The best way to force change, he says, is for there to be a class where there are unlimited pros, but “you have to have two men and two women and the owner has to drive. Then, all of a sudden, an owner who buys a boat has to find two women—not the lightest women, but the best women.”

“I’ve had so many women come up to me that want to do it, and I think it will be popular,” Van Waay adds. “Those [owners] who do this will get the top women, the right pros and be ready. They will beat the all-dude teams that just want to sail that way, and that’s what we want to happen. We want the women to do well and win. I think with that there will be some obvious results for potential change for women to get more opportunities.”

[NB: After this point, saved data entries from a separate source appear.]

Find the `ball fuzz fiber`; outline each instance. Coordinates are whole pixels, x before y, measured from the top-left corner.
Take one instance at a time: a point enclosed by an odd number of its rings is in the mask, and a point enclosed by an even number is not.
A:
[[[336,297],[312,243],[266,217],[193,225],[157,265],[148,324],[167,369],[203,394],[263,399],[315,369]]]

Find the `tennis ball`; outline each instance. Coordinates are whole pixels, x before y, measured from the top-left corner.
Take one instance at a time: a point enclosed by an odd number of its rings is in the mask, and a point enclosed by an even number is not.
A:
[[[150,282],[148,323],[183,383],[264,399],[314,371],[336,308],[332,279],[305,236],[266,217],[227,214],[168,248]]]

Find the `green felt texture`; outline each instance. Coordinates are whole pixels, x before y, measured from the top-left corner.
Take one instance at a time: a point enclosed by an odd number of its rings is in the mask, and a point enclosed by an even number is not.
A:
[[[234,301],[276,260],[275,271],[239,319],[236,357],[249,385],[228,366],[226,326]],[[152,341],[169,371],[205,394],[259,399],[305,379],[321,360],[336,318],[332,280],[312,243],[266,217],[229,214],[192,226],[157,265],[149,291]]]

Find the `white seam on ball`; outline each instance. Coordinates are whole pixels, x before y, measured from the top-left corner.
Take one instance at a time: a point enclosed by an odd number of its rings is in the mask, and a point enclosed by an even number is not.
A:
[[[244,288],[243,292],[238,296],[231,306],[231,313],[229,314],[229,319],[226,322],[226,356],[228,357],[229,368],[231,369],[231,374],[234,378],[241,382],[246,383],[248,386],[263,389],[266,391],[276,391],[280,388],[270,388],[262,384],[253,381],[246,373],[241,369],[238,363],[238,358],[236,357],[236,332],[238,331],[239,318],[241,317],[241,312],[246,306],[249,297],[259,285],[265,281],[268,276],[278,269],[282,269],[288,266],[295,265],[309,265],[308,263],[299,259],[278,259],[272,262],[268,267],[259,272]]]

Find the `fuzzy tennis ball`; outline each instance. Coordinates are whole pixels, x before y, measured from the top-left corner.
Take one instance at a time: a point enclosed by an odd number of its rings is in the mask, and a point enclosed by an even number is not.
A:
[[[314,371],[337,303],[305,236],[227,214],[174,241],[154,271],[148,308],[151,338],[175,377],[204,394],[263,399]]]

To be eligible for the J/70 class’s Mixed-Plus trophy, the crew composition may only have two adult (over age 21) males and only one adult male may be categorized as World Sailing Group 3 (professional).

The Mixed-Plus division will be scored as a sub-division of the whole fleet using the competitor’s actual scores. To further promote the Mixed-Plus concept across other St. Petersburg NOOD classes, organizers will also award top teams with 50-percent or more female crew from classes with 12 more boats.